Pense bem, o que tem mais no Universo é espaço, não é mesmo? Além do espaço sideral em si, existe um enorme espaço inter-atômico na matéria do qual a gente não se apercebe.
O astrofísico Carl Sagan dizia que se pudéssemos espremer todo o planeta Terra de modo a que não houvesse mais nenhum espaço inter-atômico, toda a matéria da Terra caberia em um dedal...
E, por outro lado, o elemento mais quantitativamente presente na esfera do nosso planeta é o Ar.
Isto configura Vata como o Dosha principal, no sentido de ser aquele que desequilibra os outros Doshas justamente pela sua rapidez e volatilidade. Veja lá em cima no elemento Ar, suas qualidades.

Vata representa exatamente isso: como este Espaço e este Ar se movimentam em você e que padrões de desequilíbrio eles produzem e mantém.
No nosso corpo, Vata gerencia a mente, o sistema nervoso, a respiração, os ossos e articulações, os braços e as mãos, a dor, os movimentos peristáltico, cardíaco e pulmonar.
Desequilíbrios de Vata trazem stress, ansiedade, medo, má memória, prisão de ventre, problemas reumáticos, insônia, anorexia alimentar.
O Dosha Vata está relacionado a Guna Rajas(Fogo/Ar) e aos chakras Anahata (Ar) e Vishuddha (Espaço).

Depois temos o Fogo.
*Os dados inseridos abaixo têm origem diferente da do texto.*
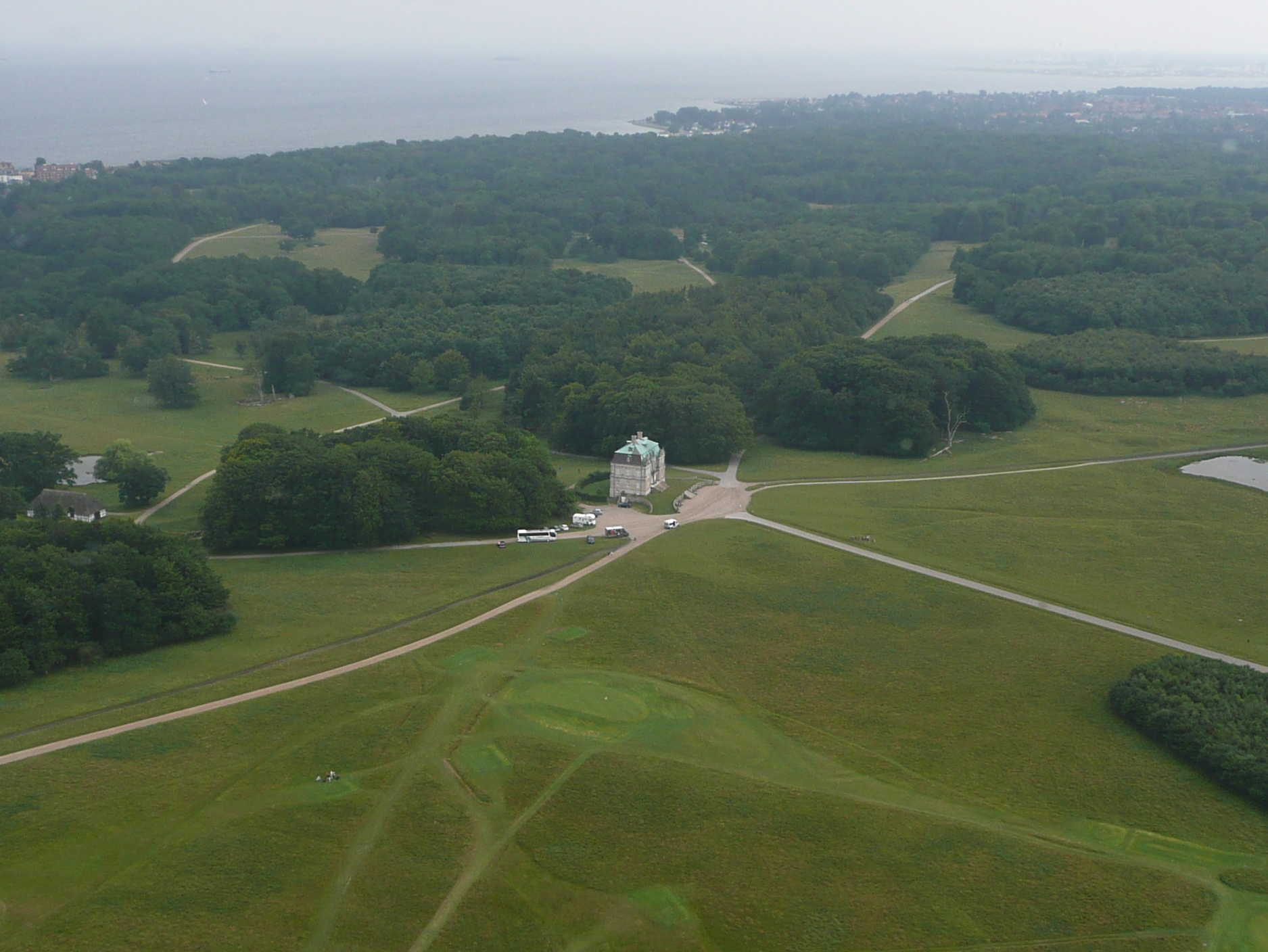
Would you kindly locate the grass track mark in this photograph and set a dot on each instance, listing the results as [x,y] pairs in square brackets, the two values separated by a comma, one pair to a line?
[485,857]
[372,828]
[288,658]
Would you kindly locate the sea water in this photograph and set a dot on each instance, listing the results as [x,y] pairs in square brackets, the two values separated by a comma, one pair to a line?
[155,105]
[1243,471]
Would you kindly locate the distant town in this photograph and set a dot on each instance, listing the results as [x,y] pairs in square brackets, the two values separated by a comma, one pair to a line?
[1197,112]
[41,170]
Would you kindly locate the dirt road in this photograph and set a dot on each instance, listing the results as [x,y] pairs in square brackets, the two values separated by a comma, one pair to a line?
[1000,592]
[727,500]
[701,272]
[899,308]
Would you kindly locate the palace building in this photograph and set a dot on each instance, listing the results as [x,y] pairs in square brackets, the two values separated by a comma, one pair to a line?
[638,468]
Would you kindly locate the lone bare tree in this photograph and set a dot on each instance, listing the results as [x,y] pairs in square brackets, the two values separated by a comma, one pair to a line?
[955,419]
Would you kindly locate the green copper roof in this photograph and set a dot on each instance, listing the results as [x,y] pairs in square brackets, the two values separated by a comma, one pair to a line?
[642,446]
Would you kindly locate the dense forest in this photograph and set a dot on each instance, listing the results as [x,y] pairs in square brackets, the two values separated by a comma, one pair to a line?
[804,218]
[378,485]
[1186,262]
[74,592]
[898,397]
[1123,363]
[1206,711]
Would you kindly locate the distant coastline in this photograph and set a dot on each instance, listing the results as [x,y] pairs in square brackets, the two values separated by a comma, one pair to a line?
[223,107]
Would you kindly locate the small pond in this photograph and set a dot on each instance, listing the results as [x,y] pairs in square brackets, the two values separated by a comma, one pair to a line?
[1243,471]
[84,471]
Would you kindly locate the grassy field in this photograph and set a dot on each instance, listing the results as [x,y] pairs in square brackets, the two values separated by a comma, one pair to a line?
[933,266]
[1068,427]
[91,414]
[644,275]
[404,401]
[808,752]
[940,312]
[569,468]
[1139,543]
[354,252]
[288,606]
[943,314]
[1257,345]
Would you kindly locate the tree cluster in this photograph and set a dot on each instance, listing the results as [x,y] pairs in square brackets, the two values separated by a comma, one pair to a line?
[30,462]
[1176,265]
[74,592]
[1206,711]
[686,366]
[378,485]
[898,397]
[1123,363]
[140,479]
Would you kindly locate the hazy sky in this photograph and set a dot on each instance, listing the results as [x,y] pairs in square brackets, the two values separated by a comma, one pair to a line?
[515,27]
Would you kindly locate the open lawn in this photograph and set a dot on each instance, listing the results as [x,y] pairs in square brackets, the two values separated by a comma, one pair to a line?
[354,252]
[941,314]
[571,468]
[1068,427]
[933,266]
[91,414]
[1257,345]
[644,275]
[404,401]
[1140,543]
[808,752]
[288,606]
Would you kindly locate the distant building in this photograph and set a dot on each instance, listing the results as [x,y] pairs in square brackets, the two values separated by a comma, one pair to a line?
[52,172]
[638,468]
[64,502]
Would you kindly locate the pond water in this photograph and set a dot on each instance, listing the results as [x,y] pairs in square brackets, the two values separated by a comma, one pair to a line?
[1243,471]
[84,471]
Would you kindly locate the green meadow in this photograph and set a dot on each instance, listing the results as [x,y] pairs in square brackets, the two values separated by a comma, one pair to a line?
[1139,543]
[1243,345]
[941,314]
[187,443]
[296,615]
[769,747]
[933,266]
[354,252]
[1068,427]
[644,275]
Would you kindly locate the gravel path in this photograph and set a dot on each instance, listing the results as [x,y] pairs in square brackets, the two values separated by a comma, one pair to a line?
[899,308]
[1054,468]
[194,243]
[701,272]
[1001,592]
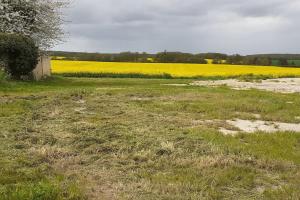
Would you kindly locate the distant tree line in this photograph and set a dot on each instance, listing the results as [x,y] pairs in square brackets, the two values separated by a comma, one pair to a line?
[179,57]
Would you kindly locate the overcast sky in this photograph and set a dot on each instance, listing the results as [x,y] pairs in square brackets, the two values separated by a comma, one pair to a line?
[228,26]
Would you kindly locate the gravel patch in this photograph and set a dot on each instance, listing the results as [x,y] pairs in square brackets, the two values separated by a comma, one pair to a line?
[281,85]
[259,125]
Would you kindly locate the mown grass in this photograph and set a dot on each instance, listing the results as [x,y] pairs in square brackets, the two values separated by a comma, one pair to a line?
[69,138]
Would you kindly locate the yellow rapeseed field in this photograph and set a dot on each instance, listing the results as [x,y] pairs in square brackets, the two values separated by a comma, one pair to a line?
[176,70]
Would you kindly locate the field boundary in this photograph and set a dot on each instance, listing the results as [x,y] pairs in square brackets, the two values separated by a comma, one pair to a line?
[169,76]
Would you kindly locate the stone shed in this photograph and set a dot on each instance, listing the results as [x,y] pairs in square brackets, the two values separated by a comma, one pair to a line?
[43,68]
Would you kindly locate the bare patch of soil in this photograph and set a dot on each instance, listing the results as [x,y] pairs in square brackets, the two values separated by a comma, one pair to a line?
[259,125]
[281,85]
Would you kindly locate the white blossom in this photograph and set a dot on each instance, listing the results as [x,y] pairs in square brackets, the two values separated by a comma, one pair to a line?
[41,20]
O Fogo que cozinha, que consome, que aquece, que ilumina, que queima e que transmuta.
Em nós este Fogo é Pitta. Pitta é o fogo digestivo que trabalha os alimentos, é o fogo que mantém nossa temperatura a 36,5º, é o fogo que digere as emoções, é a sensualidade e a energia sexual, é a alegria e a coragem, é o poder de construir, de ser inteligente, objetivo e vitorioso.
Em nosso corpo Pitta gerencia a digestão (especialmente intestino delgado), o sistema cardio- vascular, as pernas e os pés, os olhos e a visão, as trocas gasosas nos pulmões, a assimilação dos alimentos, a atividade enzimática nas células.
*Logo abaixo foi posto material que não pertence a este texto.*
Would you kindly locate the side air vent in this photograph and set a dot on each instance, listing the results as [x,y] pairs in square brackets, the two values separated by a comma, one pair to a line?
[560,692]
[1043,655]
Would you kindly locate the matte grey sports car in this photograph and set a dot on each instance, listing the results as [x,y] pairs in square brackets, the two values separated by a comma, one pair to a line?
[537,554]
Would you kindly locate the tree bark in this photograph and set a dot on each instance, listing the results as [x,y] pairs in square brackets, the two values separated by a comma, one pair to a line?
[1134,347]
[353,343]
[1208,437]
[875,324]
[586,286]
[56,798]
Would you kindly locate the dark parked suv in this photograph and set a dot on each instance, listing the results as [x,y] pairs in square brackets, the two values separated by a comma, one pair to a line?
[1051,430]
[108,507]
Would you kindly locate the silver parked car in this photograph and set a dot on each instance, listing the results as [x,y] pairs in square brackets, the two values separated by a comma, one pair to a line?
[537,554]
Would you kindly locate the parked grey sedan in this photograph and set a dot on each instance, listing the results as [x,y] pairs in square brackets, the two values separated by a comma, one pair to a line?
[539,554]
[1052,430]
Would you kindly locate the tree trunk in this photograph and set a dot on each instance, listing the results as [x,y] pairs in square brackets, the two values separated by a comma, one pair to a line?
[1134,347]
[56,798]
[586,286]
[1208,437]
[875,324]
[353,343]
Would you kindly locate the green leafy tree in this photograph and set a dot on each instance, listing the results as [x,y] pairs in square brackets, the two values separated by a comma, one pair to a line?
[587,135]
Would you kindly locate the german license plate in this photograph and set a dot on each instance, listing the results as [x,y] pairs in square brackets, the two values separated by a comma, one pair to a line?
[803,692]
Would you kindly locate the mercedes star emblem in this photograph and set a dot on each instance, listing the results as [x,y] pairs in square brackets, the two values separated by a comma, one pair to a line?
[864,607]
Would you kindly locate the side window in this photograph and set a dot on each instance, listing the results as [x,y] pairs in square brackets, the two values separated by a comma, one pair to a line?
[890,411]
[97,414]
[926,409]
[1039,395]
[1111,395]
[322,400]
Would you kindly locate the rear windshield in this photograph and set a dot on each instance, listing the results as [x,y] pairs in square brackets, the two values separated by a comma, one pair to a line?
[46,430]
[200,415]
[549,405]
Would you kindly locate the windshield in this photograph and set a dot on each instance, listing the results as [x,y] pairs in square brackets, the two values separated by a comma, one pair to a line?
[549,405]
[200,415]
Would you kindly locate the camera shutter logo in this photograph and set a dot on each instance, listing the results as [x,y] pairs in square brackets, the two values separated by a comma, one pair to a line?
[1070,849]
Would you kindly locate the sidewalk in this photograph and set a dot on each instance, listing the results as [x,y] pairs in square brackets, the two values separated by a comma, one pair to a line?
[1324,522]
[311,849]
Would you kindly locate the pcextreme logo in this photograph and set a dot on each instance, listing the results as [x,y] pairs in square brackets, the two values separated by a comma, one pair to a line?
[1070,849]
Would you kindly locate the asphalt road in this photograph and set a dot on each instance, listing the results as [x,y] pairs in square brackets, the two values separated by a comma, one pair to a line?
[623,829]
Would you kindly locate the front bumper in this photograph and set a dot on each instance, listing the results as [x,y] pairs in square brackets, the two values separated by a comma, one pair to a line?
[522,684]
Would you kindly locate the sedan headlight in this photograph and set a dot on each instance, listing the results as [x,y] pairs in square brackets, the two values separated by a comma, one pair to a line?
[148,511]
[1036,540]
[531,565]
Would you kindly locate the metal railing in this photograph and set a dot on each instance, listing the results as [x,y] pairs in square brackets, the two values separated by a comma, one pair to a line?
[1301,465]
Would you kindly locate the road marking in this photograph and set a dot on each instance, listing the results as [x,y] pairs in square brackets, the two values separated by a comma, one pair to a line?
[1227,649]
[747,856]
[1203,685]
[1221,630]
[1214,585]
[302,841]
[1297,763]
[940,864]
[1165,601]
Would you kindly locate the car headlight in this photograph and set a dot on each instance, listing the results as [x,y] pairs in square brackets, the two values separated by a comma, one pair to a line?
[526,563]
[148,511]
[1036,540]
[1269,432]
Desequilíbrios de Pitta acarretam irritabilidade, impaciência, raiva e violência, intolerância, teimosia, bulimia, distúrbios sexuais, neuroses compulsivas, problemas gástricos, visuais, dermatológicos e cardio-vasculares.
O Dosha Pitta está relacionado a Guna Rajas (Fogo/Ar) e ao Chakras Swadhisthana (Água) e Manipura (Fogo).

Finalmente temos a Água e a Terra. Lembre que 2/3 do planeta e 2/3 do nosso corpo são feitos de Água!
A Água e a Terra em movimento em nosso sistema psico-físico chama-se Kapha.
Kapha fala do que há de mais material em nós, em todos os sentidos.
Gerencia a estrutura física e os líquidos corporais.
Em desequilíbrio leva à preguiça, ao desânimo, tristeza, depressão, avareza, excesso de apego, excesso de sono, bulimia, obesidade (retenção de gordura e liquido) e diabetes.
O Dosha Kapha está relacionado a Guna Tamas (Terra/Água) e aos Chakras Muladhara (Terra) e Swadhisthana (Água).
Procure se observar e se sentir a partir desta ótica dos Doshas. Eles não são meros rótulos, até porque estar em constante movimento e mutação é a característica inerente aos mesmos. Aonde e em que aspectos de você (no físico, no emocional e no psicológico) prevalecem os três Doshas? Perceba as mudanças ao longo do dia.
E trazendo o assunto para o Fogo Sagrado, procure observar os corpos energéticos em desequilíbrio segundo a ótica dos Doshas. De onde vem estes desequilíbrios? Que características e qualidades eles tem? Que tipo de qualidade está no pólo oposto?
Faça o mesmo exercício com as Gunas e os Chakras, que juntamente com os Doshas (e mais uma infinidade de sistemas dialéticos e conceituais), se apresentam como excelentes sistemas codificadores (e explicadores) do grande movimento universal, e de como este movimento e a Consciência subjacente a ele atuam em nós e em todo o Universo, e o que podemos fazer para nos manter em equilíbrio utilizando estes mapeamentos.